Step 3: Assess your billing system. Can your current ERP or accounting software connect to an eBill service provider or a PEPPOL access point? Check your vendor's documentation and, if in doubt, ask them directly whether they support Swiss federal e-invoicing requirements. The questions to ask are covered in our ERP vendor checklist.

Step 4: Register and test. Allow enough time — at least four to six weeks — for service provider setup, configuration, and testing before the go-live date. Testing with the federal body's test environment before sending live invoices avoids rejected invoices at a critical time.
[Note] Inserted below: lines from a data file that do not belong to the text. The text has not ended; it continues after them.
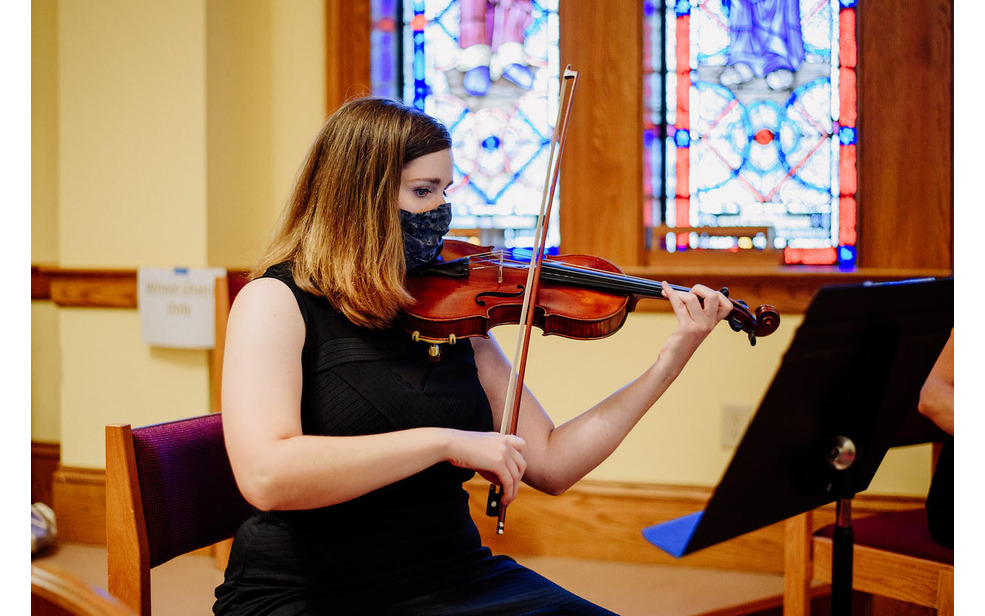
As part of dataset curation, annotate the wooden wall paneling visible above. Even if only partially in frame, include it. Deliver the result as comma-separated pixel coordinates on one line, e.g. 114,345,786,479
31,441,61,507
51,466,106,545
559,0,644,265
325,0,373,114
858,0,954,268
Step 5: Update your invoicing process. Ensure the people who generate invoices for federal customers know which channel to use and what reference information (purchase order number, contract reference) the federal body requires on the invoice. A technically valid invoice that is missing the PO reference the buyer expects will be rejected even if the format is correct.

What happens if you are not ready

Federal bodies are required to return non-compliant invoices rather than processing them as exceptions. A returned invoice means delayed payment — you will need to correct and resubmit, which adds days or weeks to your payment cycle depending on how quickly the issue is caught and resolved.

Persistent non-compliance may also affect your standing in future federal procurement rounds. The federal administration uses supplier performance data as part of procurement evaluation, and a pattern of administrative non-compliance is noted.

Getting ready before the deadline is both straightforward and important. The technical implementation for most suppliers is a four-to-eight-week project, not a multi-month programme. The step-by-step guide for invoicing federal agencies covers the submission process from the supplier's perspective once you have the technical side in place.